November 2009

Taking diamonds from mine to market

Ontario Diamond Sector Unit seeks to bring the province value-added opportunities

By M. Eisner

Polishers at Crossworks Manufacturing in Sudbury

The Ontario Diamond Sector Unit was established to develop key policies as well as a legislative and regulatory framework for the province’s burgeoning diamond industry. The unit operates the valuation process for the province’s rough diamonds, including administrative processes for verifying and collecting royalties. It is also there to pursue any value-added opportunities, new exploration and investment in Ontario.

“We slowly started developing the sector in the summer of 2006,” says Ron Gashinski, director and chief gemmologist at the Diamond Unit Sector. “We knew the De Beers Canada’s Victor diamond mine was opening in 2007-2008 and, as a new commodity for the government, we knew we had to do something similar to what was done in the Northwest Territories [BHP and Rio Tinto mines] and find a framework to value the production of diamonds.”

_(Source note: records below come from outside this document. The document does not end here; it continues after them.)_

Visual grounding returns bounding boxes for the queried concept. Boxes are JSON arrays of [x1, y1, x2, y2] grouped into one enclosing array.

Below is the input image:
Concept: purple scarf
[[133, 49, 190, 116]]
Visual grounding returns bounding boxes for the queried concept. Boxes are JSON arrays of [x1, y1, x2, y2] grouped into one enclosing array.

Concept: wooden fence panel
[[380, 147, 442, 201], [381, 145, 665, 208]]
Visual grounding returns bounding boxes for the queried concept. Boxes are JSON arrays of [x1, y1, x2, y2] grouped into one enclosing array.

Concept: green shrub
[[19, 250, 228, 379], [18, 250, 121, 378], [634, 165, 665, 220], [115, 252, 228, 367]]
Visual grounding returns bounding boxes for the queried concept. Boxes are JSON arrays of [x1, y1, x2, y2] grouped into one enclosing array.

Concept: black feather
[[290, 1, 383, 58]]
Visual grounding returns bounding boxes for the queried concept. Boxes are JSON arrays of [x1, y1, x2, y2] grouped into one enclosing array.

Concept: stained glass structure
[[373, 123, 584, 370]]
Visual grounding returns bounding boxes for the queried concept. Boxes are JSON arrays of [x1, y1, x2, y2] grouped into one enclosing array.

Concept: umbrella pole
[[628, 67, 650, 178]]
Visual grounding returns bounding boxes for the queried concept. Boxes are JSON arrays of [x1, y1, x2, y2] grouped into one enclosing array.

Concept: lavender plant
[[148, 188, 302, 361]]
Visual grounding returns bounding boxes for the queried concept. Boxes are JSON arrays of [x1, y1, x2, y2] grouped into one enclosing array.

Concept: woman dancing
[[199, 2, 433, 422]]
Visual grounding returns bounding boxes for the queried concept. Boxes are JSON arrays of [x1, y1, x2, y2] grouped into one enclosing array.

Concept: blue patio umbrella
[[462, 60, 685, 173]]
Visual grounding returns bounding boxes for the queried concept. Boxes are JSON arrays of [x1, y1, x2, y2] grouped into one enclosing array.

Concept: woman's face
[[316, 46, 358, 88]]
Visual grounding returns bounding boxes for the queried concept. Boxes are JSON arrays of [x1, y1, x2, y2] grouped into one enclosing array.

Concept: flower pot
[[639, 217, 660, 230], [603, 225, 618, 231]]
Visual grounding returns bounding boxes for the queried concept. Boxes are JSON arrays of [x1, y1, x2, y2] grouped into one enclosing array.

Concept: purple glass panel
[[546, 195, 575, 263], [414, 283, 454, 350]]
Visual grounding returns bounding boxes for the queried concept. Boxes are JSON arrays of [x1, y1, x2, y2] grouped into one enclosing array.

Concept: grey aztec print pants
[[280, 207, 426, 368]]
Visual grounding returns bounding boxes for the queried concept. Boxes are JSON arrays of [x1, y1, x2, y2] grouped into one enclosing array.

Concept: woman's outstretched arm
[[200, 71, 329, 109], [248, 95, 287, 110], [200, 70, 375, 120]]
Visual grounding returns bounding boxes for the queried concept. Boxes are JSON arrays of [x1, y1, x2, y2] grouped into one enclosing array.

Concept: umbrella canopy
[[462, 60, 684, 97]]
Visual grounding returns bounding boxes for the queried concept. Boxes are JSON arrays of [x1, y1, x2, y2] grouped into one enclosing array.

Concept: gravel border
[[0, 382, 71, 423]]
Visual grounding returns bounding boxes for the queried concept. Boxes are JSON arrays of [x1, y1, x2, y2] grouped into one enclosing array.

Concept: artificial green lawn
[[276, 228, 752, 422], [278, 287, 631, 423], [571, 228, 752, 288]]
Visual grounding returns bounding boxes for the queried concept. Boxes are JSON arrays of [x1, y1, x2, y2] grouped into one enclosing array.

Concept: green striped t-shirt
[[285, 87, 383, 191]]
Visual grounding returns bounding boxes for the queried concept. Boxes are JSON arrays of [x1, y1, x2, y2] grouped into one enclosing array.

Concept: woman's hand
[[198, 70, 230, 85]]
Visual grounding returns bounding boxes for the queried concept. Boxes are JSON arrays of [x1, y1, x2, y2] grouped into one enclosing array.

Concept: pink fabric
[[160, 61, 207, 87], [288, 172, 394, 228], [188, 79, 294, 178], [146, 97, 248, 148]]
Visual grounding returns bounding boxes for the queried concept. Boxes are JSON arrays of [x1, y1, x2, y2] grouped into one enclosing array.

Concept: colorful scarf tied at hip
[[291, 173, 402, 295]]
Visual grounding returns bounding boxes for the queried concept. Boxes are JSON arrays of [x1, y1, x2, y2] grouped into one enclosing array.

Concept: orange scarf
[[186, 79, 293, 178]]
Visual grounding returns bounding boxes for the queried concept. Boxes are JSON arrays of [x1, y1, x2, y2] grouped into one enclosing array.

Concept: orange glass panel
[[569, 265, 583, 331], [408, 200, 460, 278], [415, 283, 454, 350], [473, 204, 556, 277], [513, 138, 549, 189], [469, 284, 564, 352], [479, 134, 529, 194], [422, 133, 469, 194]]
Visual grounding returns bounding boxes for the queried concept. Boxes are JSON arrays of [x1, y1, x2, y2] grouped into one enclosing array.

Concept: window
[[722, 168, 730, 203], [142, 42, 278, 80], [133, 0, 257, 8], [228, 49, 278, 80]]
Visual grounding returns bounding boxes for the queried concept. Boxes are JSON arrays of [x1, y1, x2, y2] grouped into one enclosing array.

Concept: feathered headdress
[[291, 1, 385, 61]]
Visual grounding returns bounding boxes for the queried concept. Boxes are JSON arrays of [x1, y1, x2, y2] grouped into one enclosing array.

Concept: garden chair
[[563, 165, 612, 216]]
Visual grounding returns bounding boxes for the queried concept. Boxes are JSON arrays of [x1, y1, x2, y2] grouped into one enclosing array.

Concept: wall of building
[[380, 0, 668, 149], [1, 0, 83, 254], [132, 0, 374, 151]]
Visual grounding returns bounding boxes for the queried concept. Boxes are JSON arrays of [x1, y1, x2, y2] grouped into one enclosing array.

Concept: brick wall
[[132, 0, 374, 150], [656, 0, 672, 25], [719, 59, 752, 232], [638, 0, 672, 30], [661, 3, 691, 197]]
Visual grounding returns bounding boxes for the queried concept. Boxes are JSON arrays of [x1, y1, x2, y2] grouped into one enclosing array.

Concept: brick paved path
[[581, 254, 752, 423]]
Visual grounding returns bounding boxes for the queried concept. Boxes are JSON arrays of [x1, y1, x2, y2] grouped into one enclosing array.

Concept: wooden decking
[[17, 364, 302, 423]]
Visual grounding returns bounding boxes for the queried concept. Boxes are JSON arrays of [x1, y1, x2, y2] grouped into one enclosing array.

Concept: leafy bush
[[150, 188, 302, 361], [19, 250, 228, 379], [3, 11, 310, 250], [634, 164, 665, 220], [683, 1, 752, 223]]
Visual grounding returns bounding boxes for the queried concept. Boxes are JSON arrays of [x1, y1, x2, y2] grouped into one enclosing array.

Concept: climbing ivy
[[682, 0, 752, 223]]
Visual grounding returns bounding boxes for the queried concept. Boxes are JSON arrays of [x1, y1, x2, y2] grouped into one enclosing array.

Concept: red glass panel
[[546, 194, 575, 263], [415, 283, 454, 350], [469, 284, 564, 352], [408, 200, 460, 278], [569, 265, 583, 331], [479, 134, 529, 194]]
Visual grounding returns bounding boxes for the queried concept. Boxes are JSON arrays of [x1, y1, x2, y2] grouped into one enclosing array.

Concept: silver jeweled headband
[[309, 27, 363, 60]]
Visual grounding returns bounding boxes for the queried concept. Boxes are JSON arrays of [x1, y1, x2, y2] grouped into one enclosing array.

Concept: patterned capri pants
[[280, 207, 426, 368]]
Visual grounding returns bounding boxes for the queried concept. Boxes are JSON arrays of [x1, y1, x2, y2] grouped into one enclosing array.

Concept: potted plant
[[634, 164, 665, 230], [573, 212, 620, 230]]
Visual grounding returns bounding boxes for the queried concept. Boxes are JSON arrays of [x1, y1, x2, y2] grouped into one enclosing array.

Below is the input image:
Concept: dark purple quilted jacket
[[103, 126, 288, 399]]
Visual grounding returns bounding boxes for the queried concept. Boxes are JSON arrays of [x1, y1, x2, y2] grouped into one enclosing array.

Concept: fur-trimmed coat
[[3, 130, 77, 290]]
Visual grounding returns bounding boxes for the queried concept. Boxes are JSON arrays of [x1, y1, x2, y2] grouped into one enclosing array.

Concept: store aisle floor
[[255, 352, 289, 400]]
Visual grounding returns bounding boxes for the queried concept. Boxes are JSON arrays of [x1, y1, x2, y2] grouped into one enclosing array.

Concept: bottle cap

The Diamond Sector Unit borrowed that framework and used it as a template, enhancing it for Ontario’s needs. That included finding ways to put forward the goals and aspirations of Ontario with regards to capturing a piece of the annual US$73 billion global retail jewelry market using the high-quality rough diamonds coming out of the Victor Mine. “We wanted to see if there were any value-added opportunities that we could realize, such as jobs and investment with local benefits and empowerments,” explains Gashinski. “We also wanted the Ontario diamonds to be on Ontario jewelry.”

With the Victor Mine already producing top-quality diamonds and a process in place to collect royalties, the province then wanted to find a way to take the concept of diamond mining all the way to retail — from mine to market. This included mining (production), sorting, valuation, cutting and polishing, jewelry manufacturing and retail.

The first step was to guarantee a minimum yearly supply of rough diamonds that could be cut and polished in Ontario. To do that, the provincial government negotiated with De Beers Canada and the Diamond Trading Company (DTC) to make available up to 10 per cent by value of the rough diamond production mined from Victor. With the Victor Mine forecasting a yearly average production of approximately $250?million in diamonds, it would provide approved cutters and polishers in Ontario an opportunity to purchase up to $25?million worth of rough diamonds each year.

For De Beers Canada, the request was not unusual. “This model already exists in Canada at our Snap Lake Mine,” says De Beers Canada president Jim Gowans. “When the government of Ontario wanted to have a similar opportunity, we certainly expected it. And we’re happy to sit down and help, providing the burdens are realistic to all involved.” 

Once the agreement was inked, the next step was to find an experienced and committed cutting and polishing company that would set up shop in Ontario. The Diamond Sector Unit put out a request for proposals for a global competition looking for such a company. Interested parties needed to meet specific performance requirements in terms of jobs and investments, as well as a plan for how they would help promote Ontario diamonds. “They also had to pass a requirement that the DTC had for their sightholders,” says Gashinski. “Whomever we selected had to have the financial wherewithal to cut diamonds in Ontario.”